3.3. A step by step guide to writing an investment thesis
To write a stock pitch, follow three steps: (1) conduct initial research on the industry and select one special company within that industry, (2) analyze the company’s internal factors to show its potential growth, (3) summarize the research and give investment recommendations. These steps align with the structure of the investment thesis.
Step 1: Conduct initial research
This part aligns with the first part of the investment thesis. First, choose an industry you want to focus on. It can be something you have experience with, you are really passionate about, or you are extremely confident in its future prospect.
After that, conduct market research to get industry data and identify trends. Look at market reports, industry insights and information to see what’s going on in the industry.
Next, screen out one exceptional company from that industry. You should find one that possesses stable management, high growth and undervalued compared to other companies. Also, try to find one that is less known because funds and interviewers always appreciate unique ideas.
Step 2: Analyze the company’s growth factor
This part aligns with both the first and second part of the investment thesis. Now you’ll research your company’s financial statements, read news, and leverage on connections to gain insights on its performance.
Key points to look at include policies (is the management board’s direction good for its future?), metrics (are profit, EBIT, ROE, ROA, EPS on track for growth), and operation (how diversified is the company in its operation? Which aspect is showing potential?). Then present your analysis and projections with your research. Focus on the drivers mentioned above.

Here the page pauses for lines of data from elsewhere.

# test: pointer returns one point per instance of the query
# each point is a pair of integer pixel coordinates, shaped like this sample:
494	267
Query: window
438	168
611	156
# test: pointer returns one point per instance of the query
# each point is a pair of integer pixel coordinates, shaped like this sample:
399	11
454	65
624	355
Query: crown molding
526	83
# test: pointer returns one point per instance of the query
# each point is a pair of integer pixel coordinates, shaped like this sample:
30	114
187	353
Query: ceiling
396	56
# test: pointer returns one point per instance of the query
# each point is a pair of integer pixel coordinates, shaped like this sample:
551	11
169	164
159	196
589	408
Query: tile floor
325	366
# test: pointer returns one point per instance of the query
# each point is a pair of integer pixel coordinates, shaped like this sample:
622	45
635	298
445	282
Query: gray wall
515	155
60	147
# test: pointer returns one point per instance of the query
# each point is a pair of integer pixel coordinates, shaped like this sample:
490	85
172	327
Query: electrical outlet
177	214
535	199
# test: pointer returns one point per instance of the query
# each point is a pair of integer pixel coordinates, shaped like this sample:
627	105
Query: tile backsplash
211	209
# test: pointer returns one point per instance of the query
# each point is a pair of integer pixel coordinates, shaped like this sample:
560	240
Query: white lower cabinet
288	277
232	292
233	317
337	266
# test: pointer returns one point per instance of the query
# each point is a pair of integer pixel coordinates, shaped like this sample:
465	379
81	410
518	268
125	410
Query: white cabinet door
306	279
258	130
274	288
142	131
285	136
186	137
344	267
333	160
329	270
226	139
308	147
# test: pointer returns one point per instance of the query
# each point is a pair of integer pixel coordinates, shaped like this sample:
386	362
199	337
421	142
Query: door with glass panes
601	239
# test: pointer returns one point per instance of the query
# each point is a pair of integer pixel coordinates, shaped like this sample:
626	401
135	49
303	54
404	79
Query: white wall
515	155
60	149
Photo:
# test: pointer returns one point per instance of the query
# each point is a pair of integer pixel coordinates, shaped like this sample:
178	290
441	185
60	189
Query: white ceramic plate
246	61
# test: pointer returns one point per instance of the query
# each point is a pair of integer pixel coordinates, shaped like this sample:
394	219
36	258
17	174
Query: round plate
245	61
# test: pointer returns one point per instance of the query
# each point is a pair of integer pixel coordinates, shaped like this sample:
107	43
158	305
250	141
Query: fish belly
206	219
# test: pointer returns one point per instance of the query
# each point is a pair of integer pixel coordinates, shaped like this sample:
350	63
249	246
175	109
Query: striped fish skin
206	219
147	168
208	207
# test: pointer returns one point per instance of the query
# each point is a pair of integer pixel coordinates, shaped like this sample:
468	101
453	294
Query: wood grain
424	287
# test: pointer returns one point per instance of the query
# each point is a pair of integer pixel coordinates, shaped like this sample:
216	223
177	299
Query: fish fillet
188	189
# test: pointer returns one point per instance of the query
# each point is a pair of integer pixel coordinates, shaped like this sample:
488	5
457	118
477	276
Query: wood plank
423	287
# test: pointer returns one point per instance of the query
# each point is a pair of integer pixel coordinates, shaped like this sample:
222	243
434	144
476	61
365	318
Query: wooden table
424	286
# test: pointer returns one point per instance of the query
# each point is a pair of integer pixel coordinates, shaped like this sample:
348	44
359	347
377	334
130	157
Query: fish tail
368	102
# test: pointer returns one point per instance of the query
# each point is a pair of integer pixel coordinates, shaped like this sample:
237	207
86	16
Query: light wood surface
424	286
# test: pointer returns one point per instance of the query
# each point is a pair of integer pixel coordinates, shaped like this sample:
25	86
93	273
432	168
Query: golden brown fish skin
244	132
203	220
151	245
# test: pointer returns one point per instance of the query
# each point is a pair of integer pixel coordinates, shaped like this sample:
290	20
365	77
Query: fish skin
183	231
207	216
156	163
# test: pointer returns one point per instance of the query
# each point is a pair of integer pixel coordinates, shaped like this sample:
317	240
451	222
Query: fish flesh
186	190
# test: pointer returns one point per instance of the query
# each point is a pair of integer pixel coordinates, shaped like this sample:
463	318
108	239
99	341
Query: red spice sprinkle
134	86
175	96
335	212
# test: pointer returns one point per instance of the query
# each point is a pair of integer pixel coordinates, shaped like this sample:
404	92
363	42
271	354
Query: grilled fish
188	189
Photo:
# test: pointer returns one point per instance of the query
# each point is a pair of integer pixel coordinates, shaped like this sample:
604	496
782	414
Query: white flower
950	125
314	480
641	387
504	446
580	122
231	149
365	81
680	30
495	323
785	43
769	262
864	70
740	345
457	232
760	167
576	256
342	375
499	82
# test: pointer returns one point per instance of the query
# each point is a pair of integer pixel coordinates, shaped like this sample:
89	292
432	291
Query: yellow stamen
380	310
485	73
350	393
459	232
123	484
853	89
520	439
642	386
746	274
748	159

You can make comparisons with the industry and other companies to make your analysis more convincing. Bring the advantages your company has over its peers, and show why it is the most promising in the market.
Step 3: Summarize your research and give your conviction
This step aligns with the final part of the investment thesis. From everything you have researched and analyzed, present why the company is worth the investment. For this, confidence is everything. The more conviction you have, the better your idea will sell. And remember, there is no right or wrong answer in an investment thesis. Your analysis is what truly matters.
Link your analysis to make your thesis more convincing. For example, when pitching for Harley-Davidson, a motorcycle company, after analysing how Harley-Davidson’s sales will keep falling due to the high price tag while not being able to attract new buyers, despite an ever growing motorcycle market, you can confidently recommend for a short.
That’s just a simple case, but you get the idea. By connecting the dots and presenting your argument with confidence, you can sell any pitch to anyone.